# Wolf Creek



## lmyers (Jun 10, 2008)

*Splitboard.com TR*

Check out this TR from a friend of mine from 06. It should give you a pretty good idea of what is to the north of the pass.

Splitboard.com Forums • View topic - Wolf Creek recon


----------



## dirtbagpinner (Apr 25, 2005)

Fuzzy said:


> I need a little help on Wolf Creek Pass.... Not looking for the secret pow fields but I am planning to be down in the area in a week or so never been and really looking forward to it. Planning to ski lift service a few times but looking for suggestions on some BC tours off the pass. Ideas??


Interesting recent history regarding Wolf Creek Pass:

Foam-Core-Skier.com - Online Guidebook Generates Hate Mail from Wolf Creek Locals


----------



## mthurman (Jan 19, 2004)

*Too civilized*

While I appreciate the topic these guys were discussing, I was drawn off to a side conclusion: these guys are way too nice to each other.

I read through the posts on the link this morning and I have to say it gives you a whole new appreciation of the buzz. Words were largely spelled correctly, people relied on wide vocabularies and points were long and reasonably thought out.

I think they needed more mono syllabic grunts, f$%k-offs, sexual preference questions and an occasional turkey leg.

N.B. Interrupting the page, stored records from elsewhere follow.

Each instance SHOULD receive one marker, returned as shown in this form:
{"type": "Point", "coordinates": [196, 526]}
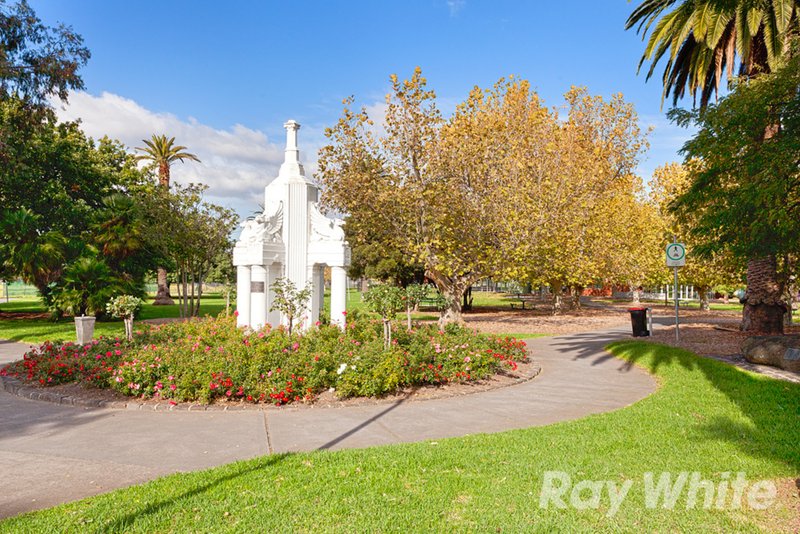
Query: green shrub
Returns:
{"type": "Point", "coordinates": [207, 359]}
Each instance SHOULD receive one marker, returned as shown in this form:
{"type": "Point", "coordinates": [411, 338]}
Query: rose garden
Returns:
{"type": "Point", "coordinates": [449, 317]}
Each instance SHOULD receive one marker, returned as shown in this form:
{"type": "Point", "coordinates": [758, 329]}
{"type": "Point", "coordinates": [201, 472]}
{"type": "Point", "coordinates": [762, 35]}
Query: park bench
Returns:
{"type": "Point", "coordinates": [524, 298]}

I love the many feral, hysterical, rude but many times well thought out responses on the buzz. Can you imagine what those guys would have thought of chunderboy (RIP)?

Mike


----------



## Fuzzy (May 25, 2005)

Don't think I will put a 303 sticker on my car when I am down there. Thanks for the help. Peace


----------



## Canada (Oct 24, 2006)

*M Wave*

It's gotten ugly here before as well. Seriosly, it's not like the back country is that hard to figure out. A pair of binoculars will get you a line on the goods


----------